Heidi Olson Leads Jam Camp
Jamming: Delaware Valley is a field picking (jamming) paradise. The grounds are exceptionally spacious and jams can be found all over the place, practically twenty-four hours a day. Pick up your instrument and take a walk. You'll find a jam. However, all jams are NOT created equal. Pay attention to whether you're welcomed into a jam, tolerated, or clearly not wanted. Act accordingly. For an overview of jam etiquette, Pete Wernick is your best source. Here's what he has to say about etiquette.
Kids Activities: On Friday and Saturday The Childrens Stage presents programs aimed at kids starting at 1:00 PM and repeated at 3:00. Songs, Stories, Magic, and Folk Songs will keep your child involved for a couple of hours, or longer, while you enjoy the show with them. The schedule is here. The stage is covered and there is bleacher seating.
Chris Capehart - Magician
Vendors: No festival we've ever attended, except Merlefest, has as wide and comprehensive a selection of vendors at Delaware Valley.

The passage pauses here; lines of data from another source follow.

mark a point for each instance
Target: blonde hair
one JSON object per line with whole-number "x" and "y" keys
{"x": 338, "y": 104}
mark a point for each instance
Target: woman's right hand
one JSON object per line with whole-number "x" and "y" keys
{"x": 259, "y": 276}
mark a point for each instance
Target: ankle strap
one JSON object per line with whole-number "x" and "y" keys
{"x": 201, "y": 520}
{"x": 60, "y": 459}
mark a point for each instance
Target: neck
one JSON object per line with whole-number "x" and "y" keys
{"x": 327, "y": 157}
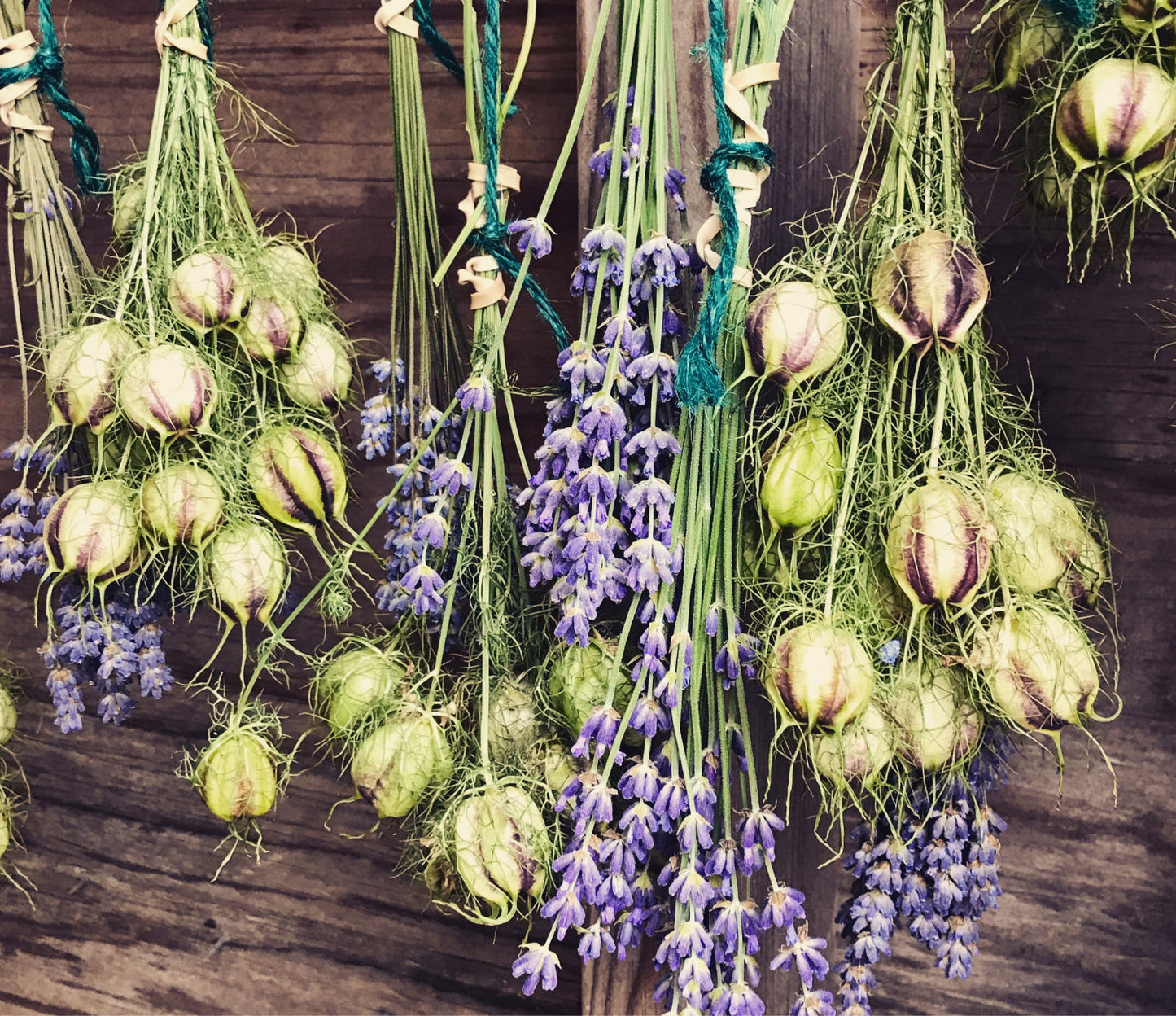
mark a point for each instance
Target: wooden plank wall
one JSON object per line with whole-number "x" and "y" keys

There's a wide variety of food choices with covered seating and a permanent kitchen or from more portable booths, craft vendors ranging from fine instruments to musical gear, CD's and vinyl records (not many tapes these days), crafts, and, of course, the t-shirt vendor, where you can purchase stuff to wear to tell others about the festival.
Clogging Workshop: FiddleKicks will be hosting a clogging workshop at 3:00 PM on Friday and Saturday. Here's a handout to help you prepare.
The All-Important Details
Tickets: A number of ticket programs are available, with discounts the earlier you order. You can find the complete list here. Tickets may be ordered online or a form for mail order ticket ordering is available for download and printing.
Camping: There is unlimited free camping in open areas with a few shaded sites on the periphery of Salem County Fairgrounds. There are limited 20 amp electric sites and a few standpipes where you can get water. The grounds do not open to the public until 8:00 AM on Wednesday, August 31st, due to the contract the festival has with Salem County Fairgrounds. Campsites are on a first come - first served basis. Often, areas are lined out to make space for groups to camp together. Most campsites are in the open and it's often hot, therefore, pets should be left home. Read the camping page for more information. Here's a list of nearby motel accommodations available.
The Most Important Aide-de-Campers
How to Get to Delaware Valley Bluegrass Festival
Click on the map, Place you location in the space marked 0
The Delaware Valley Bluegrass Festival is one of the premier festivals in the country. It's carefully designed, innovative in the way it presents traditional music along with themes and variations upon it, allowing bands from the cutting edge as well as related bands that help emphasize the Board of Directors' commitment to old time and bluegrass music. What a wonderful way to close the summer bluegrass festival season!